Data Sementara Korban Kapal Virgo Surabaya-Banjarmasin, Ada yang Meninggal
WARTABANJAR.COM, BANJARMASIN - Hingga Minggu (13/9/2026) siang pukul 12.00 Wita, operasi pencarian korban hilang kontaknya kapal Virgo Transport 8 di perairan Laut Jawa, terus berlangsung.
Tim gabungan yang dikoordinasi Basarnas Banjarmasin mengerahkan sejumlah kapal dan helikopter.

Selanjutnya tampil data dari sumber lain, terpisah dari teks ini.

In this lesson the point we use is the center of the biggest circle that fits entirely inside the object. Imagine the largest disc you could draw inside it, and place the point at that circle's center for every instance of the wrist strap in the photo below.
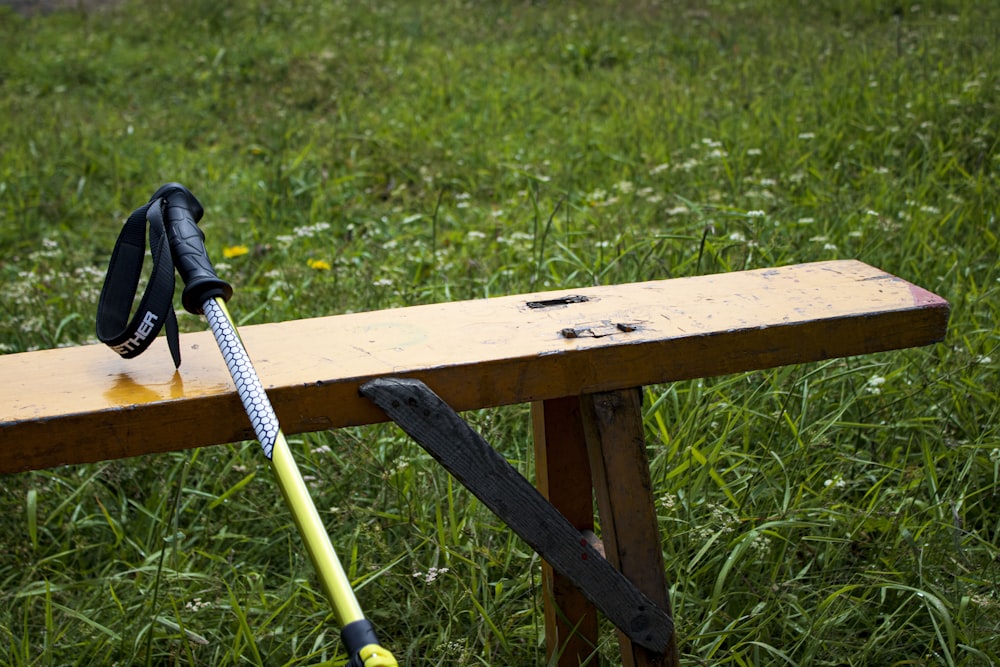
(129, 338)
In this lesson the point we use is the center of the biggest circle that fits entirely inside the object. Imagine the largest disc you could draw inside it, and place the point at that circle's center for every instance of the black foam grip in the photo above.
(181, 214)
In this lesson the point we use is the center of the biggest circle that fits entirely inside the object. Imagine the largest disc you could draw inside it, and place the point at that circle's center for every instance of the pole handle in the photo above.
(181, 212)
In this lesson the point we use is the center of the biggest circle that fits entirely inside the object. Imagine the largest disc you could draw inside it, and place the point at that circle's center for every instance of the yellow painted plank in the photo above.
(81, 404)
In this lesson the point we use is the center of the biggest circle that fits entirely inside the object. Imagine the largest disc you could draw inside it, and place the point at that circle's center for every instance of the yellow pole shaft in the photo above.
(331, 573)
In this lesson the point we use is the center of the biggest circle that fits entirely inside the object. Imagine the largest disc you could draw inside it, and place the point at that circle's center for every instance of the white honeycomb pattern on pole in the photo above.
(248, 386)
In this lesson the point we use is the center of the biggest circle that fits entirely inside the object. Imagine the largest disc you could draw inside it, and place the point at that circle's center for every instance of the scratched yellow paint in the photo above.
(78, 404)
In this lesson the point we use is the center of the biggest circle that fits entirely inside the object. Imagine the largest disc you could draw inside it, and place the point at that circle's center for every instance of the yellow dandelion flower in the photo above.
(234, 251)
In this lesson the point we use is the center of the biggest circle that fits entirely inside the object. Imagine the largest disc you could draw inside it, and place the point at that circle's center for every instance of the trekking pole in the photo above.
(176, 211)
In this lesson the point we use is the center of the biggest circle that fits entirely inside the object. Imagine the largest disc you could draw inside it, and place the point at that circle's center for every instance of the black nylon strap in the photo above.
(129, 338)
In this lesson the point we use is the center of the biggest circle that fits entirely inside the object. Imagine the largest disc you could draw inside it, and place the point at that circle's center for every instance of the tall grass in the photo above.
(358, 155)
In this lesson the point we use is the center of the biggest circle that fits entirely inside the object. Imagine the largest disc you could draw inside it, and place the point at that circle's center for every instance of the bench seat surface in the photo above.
(82, 404)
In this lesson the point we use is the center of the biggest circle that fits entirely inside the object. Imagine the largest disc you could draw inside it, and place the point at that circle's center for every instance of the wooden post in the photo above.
(620, 471)
(562, 475)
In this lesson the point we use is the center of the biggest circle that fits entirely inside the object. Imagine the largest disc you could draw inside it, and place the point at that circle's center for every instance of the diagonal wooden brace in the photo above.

Tak hanya itu, kapal-kapal milik perusahaan swasta dan nelayan yang berada di kawasan perairan yang diduga menjadi titik hilang kontaknya kapal Virgo Transport rute Surabaya-Banjarmasin juga ikut melakukan pencarian.
Data sementara, dari 243 penumpang (ada yang menyebut 240 orang) yang kabarnya dibawa kapal tersebut, sebanyak 103 orang di antaranya telah dievakuasi dalam kondisi selamat.
Sementara ada 1 orang yang meninggal dunia.
Baca Juga: Bawa 243 Penumpang, Kapal Virgo Surabaya-Banjarmasin Hilang Kontak, Basarnas Kerahkan Helikopter
Baca Juga: Kapal Virgo Surabaya-Banjarmasin Masih dalam Pencarian, Penumpang Diselamatkan Kapal Perusahaan
Berdasar data di posko Basarnas, yang sudah terdata antara lain kapal tugboat TCP mengevakuasi 38 orang, TB Majuhan IX mengevakuasi 16 orang dengan rincian 15 selamat dan 1 orang meninggal, dan MV Handa mengevakuasi 32 orang. Sisanya masih dalam proses verifikasi.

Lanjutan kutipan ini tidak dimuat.